• 𝐞𝐧𝐚𝐦

13 2 0
                                    

- ♪♩-

Bunyi notifikasi ponsel yang beruntut cukup membuat tidur Anaya terganggu. Karena hari ini tidak ada kelas, Anaya sudah berniat untuk bangun siang. Setidaknya bunda juga sedang tidak kerepotan mengurus pesanan kue tanpanya.

Tidak rela matanya terbuka di pagi hari, pada akhirnya tubuh Anaya bangkit dari kasur untuk duduk. Meraba meja kecil di samping kasur untuk mengambil ponselnya. Dilihatnya jam digital pada ponsel menunjukkan angka 7. Masih terlalu pagi untuk bangun siang.

"Uhm? Kak Mala?"

Hanya satu notifikasi yang masuk ke ponsel Anaya. Berisi empat pesan dari Mala. Tanpa pikir panjang gadis itu langsung membuka ruang chat.

Chat pertama, ucapan selamat pagi.

Kedua, menanyakan hari ini Anaya pergi kuliah atau tidak.

Ketiga, sebuah foto lunch box entah milik siapa.

Dan chat terakhir pria itu bilang kalau makanan buatan rumah sepertinya menarik, sehingga ia minta dibuatkan satu untukknya.

Jadi dengan kata lain, Anaya harus membuat bekal makan siang untuk Mala? Hari ini?

Mendapat pesan dari Mala seperti itu otomatis rencana bangun siangnya batal begitu saja. Ingin kembali merebahkan diri ke kasur pun percuma karena kepalanya sibuk memikirkan apa yang harus ia masak untuk memenuhi keinginan pria itu.

Mungkin ini salah satu dari test-nya yang lain, pikir Anaya.

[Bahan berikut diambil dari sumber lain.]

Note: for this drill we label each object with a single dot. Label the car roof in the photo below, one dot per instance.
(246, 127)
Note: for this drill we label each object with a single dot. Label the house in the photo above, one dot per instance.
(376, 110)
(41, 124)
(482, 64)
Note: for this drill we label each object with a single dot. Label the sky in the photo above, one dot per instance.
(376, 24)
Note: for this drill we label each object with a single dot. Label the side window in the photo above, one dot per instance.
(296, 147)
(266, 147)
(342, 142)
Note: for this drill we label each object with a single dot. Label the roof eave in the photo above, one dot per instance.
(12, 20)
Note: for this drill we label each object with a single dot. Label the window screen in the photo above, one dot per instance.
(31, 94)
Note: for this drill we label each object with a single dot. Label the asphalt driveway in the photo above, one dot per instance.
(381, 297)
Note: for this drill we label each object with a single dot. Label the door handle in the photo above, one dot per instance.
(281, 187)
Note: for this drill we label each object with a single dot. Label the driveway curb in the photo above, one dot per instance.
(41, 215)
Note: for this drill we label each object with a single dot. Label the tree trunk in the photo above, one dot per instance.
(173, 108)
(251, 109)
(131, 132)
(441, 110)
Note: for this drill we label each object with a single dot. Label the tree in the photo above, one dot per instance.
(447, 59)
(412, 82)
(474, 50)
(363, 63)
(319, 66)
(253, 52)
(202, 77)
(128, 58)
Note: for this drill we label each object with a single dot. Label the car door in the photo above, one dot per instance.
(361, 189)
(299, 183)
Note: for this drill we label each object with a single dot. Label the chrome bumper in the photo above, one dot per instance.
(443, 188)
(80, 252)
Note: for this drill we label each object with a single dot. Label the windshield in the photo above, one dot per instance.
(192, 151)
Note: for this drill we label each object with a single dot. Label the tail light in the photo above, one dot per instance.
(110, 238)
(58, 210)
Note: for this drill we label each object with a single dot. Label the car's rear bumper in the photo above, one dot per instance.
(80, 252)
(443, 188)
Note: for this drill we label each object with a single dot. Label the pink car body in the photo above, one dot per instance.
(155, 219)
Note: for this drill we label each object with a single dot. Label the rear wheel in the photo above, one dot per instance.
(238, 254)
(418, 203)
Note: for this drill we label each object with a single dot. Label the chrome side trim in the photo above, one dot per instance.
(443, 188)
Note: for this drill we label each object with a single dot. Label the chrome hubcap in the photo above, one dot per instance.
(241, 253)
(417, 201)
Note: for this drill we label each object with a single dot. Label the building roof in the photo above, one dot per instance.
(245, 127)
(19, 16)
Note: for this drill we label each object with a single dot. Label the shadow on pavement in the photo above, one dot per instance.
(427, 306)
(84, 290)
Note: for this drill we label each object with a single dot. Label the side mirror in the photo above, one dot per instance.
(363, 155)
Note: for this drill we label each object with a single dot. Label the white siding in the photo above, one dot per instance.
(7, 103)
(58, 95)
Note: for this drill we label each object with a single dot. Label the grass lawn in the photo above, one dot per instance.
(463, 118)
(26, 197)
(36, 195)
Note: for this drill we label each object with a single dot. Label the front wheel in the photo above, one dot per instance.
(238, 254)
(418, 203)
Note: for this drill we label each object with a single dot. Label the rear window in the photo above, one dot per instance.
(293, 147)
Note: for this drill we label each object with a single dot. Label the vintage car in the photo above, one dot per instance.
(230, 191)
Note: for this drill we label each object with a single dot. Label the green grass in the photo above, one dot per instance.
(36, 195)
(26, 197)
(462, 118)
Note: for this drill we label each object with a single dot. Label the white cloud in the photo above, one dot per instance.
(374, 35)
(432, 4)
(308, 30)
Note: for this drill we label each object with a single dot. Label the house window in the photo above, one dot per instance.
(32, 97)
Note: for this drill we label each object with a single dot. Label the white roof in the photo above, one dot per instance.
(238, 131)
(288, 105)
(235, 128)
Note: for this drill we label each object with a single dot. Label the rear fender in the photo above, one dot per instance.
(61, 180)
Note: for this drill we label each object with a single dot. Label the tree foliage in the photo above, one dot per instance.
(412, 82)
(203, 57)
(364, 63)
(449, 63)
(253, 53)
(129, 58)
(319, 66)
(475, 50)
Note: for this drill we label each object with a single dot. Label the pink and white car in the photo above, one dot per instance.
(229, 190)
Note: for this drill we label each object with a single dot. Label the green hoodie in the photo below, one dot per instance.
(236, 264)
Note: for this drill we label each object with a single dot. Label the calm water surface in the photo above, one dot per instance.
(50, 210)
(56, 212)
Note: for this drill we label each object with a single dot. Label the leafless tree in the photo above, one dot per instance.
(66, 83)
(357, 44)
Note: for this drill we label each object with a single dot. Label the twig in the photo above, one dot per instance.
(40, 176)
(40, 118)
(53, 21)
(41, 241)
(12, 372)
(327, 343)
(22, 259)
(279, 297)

Anaya pun bangkit. Mencuci muka dulu sebelum keluar untuk bertemu sang ibu. Seperti yang ia duga, di dapur bunda sedang asik membuat adonan kue sembari bergumam sebuah nyanyian.

"Pagi bunda." Sapa Anaya.

"Pagi. Kamu katanya gak mau bantuin bunda hari ini?"

"Itu bun..." Duh, Anaya jadi malu, "Bantuin Anaya masak buat bikin bekel makan siang, ya?"

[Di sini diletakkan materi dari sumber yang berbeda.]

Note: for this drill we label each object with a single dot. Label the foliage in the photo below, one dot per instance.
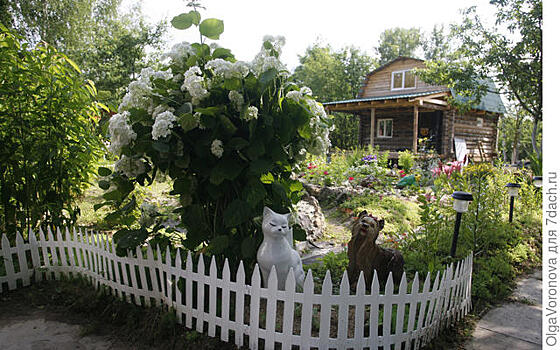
(117, 52)
(333, 76)
(228, 134)
(47, 135)
(406, 160)
(515, 133)
(65, 24)
(500, 249)
(110, 47)
(397, 42)
(436, 45)
(514, 60)
(401, 215)
(336, 263)
(346, 167)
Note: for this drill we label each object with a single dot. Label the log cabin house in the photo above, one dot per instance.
(396, 109)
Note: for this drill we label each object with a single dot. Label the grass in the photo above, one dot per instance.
(157, 193)
(101, 313)
(401, 215)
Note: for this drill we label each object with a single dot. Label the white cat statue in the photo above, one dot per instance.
(277, 250)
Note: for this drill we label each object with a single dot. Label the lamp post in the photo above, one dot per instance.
(460, 204)
(513, 191)
(537, 181)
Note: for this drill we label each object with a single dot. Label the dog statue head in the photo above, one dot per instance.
(367, 225)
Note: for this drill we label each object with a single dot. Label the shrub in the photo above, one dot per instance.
(228, 133)
(501, 250)
(406, 160)
(47, 133)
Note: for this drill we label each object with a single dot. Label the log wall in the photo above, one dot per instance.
(453, 125)
(466, 127)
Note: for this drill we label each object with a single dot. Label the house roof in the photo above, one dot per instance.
(491, 102)
(386, 97)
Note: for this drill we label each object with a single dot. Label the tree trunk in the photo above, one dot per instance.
(536, 148)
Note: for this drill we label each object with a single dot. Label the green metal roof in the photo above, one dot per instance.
(491, 102)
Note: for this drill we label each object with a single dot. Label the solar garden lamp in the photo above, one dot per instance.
(537, 181)
(461, 205)
(513, 191)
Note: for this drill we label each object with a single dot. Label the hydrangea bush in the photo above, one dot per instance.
(228, 133)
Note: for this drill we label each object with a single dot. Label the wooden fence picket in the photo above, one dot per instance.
(239, 288)
(149, 275)
(35, 259)
(254, 308)
(226, 283)
(22, 260)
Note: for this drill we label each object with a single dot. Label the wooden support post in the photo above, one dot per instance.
(372, 127)
(415, 131)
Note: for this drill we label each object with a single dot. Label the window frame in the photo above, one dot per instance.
(403, 80)
(384, 121)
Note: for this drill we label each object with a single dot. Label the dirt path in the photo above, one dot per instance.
(33, 328)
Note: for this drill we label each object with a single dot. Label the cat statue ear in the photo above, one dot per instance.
(267, 212)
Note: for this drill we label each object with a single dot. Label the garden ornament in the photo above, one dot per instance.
(277, 250)
(365, 255)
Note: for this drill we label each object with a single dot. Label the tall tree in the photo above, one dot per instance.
(436, 44)
(510, 52)
(110, 48)
(397, 42)
(119, 52)
(335, 75)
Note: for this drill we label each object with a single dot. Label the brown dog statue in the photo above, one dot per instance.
(365, 255)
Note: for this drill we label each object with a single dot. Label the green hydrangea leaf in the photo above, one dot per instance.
(212, 28)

Bunda yang mendengar itu seketika menghentikan adukannya pada adonan kue. Lalu menatap si gadis dengan heran.

Tidak biasanya, pikir bunda. Anak gadisnya itu memang sering membantu bunda untuk mengadoni kue, mengoven, menyetak, menghias, atau menjadi tukang delivery dadakan. Itu semua pun tak lepas dari arahan sang ibu.

Memasak? Hal yang sangat jarang dilakukan meski hampir separuh umur Anaya banyak ia habiskan di dapur. Memasak hidangan makanan sangat berbeda dengan membuat sebuah kue. Ia tidak tahu bumbu apa saja yang harus dimasak terlebih dahulu, berapa banyak takaran garam yang diperlukan, bahkan ia tidak tahu perlu menambahkan gula ke masakannya atau tidak. Memasak adalah hal yang membingungkan bagi Anaya. Selama ini ia hanya mengandalkan masakan sang ibu.

"Kamu hari ini kuliah? Nanti bunda siapin bekel buat kamu. Itu bunda udah masak loh."

"Bukan buat Naya, bun..."

"Terus? Buat siapa? Reya?"

"Bukan Reya." Anaya mendadak sebal saat nama lelaki bersurai hitam putih itu disebutkan sang ibu. Padahal teman Anaya yang bunda kenal bukan hanya Reya saja, Lyara kan ada.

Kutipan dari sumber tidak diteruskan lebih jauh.